As investigators paint a clearer picture of Russia’s role in the 2016 presidential election, one lawmaker worries the strategies used to spread misinformation online will only become more prevalent in the years ahead.
“Conflict in the 21st century will be less about tanks, guns and rockets and much more about cyberattacks, misinformation and disinformation,” said Sen. Mark Warner, D-Va., at an Axios News Shapers event on Thursday.
As vice chairman of the Senate committee leading the Russia investigation, Warner has pressed social media platforms become more transparent about who is generating content on their sites. Tech companies have been more forthcoming with lawmakers in recent months, he said, but Facebook or Twitter have yet to expose the full extent of Russia’s activity.
“I don’t believe they put appropriate assets behind investigating,” he said. “I would like to have a higher confidence that they are cooperating.”
In its investigation, the Senate Intelligence Committee revealed that Russian trolls used bots and fake accounts to spread misinformation and expose potentially millions of users to propaganda. Lawmakers also traced more than 3,000 paid political ads on Facebook, Twitter and Google to Russian groups.
If the situation goes unchecked, Warner worries the strategies used during the presidential race could proliferate beyond political campaigns and into the corporate world.
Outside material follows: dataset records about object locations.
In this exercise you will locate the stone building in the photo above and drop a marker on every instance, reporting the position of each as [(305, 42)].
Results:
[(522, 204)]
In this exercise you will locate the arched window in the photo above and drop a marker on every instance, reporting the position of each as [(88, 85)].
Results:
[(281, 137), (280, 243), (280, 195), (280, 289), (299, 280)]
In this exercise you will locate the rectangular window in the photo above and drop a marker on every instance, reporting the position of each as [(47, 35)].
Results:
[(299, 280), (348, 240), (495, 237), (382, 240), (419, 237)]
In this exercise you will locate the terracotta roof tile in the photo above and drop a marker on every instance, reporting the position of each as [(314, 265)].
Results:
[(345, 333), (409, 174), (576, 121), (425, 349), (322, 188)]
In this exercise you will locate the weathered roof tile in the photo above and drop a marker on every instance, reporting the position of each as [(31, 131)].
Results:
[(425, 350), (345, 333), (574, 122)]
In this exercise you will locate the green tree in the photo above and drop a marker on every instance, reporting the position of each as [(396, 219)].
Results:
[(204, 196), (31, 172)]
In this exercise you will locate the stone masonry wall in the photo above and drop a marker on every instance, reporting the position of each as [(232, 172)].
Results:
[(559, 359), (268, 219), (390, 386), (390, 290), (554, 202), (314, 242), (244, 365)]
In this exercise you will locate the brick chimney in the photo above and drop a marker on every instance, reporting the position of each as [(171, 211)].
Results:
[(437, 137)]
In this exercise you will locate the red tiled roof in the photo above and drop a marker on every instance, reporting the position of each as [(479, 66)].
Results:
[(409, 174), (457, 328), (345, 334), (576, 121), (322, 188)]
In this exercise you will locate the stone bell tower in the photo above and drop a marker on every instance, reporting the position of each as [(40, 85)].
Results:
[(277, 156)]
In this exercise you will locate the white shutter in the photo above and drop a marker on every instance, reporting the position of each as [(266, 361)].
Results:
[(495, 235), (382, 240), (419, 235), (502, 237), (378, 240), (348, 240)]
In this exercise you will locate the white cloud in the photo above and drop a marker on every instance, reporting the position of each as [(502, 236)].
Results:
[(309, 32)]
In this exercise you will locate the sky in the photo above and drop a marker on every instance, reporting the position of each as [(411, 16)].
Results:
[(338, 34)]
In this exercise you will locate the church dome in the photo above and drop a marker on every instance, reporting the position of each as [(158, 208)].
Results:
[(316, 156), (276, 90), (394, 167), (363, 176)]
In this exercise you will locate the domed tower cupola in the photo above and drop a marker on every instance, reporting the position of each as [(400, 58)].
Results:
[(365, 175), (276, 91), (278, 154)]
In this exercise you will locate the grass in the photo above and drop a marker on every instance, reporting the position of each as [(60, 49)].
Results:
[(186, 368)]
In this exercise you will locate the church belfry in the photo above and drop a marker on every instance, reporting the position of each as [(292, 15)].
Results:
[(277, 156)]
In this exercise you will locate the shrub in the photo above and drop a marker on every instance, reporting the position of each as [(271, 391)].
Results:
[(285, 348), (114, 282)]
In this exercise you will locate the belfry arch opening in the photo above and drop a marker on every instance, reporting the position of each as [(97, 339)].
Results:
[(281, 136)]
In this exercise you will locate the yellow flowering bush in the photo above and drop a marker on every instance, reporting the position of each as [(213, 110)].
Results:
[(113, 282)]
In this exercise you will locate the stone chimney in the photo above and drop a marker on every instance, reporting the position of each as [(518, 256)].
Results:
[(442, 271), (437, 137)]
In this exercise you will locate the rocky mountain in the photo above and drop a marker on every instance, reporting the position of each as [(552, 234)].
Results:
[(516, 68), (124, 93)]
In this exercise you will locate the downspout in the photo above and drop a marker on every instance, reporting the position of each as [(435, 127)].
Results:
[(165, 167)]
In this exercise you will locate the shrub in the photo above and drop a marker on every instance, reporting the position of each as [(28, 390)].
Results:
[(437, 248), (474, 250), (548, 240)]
“You’ve got a model where you can take any story, no matter how out there, and get it onto virtually all of your newsfeeds,” he said. “I’ve been told about companies and individuals in [Silicon Valley] that are basically going to copy the Russian playbook and are going to start creating American-based firms for corporate warfare using these exact tools.”
In October, Warner and Sen. Amy Klobuchar, D-Minn., introduced the Honest Ads Act, which would force social media and other web platforms to disclose who paid for political ads posted on their sites. Similar requirements already apply to broadcast, radio and print outlets, and would ensure Americans know who and where their online is coming from, he said.
While Warner said he expected the Intelligence Committee’s Nov. 1 hearing with social media companies to drum up bipartisan enthusiasm for the bill, the support has been slow to come. Eight Democrats have since signed onto the bill, but Sen. John McCain, R-Ariz., remains the only Republican cosponsor.
Creating a framework to protect Americans from online threats and invasions of privacy is becoming increasingly important as firms from more technologically repressive countries like China begin entering the U.S. marketplace, Warner said. The government’s ban on Kaspersky software has already underscored the reality of this threat, he said.
“I think we have to be concerned whether the rules that these firms operate under in China—where the government has a lot more access to the data and information—can end up infiltrating our American system,” he said.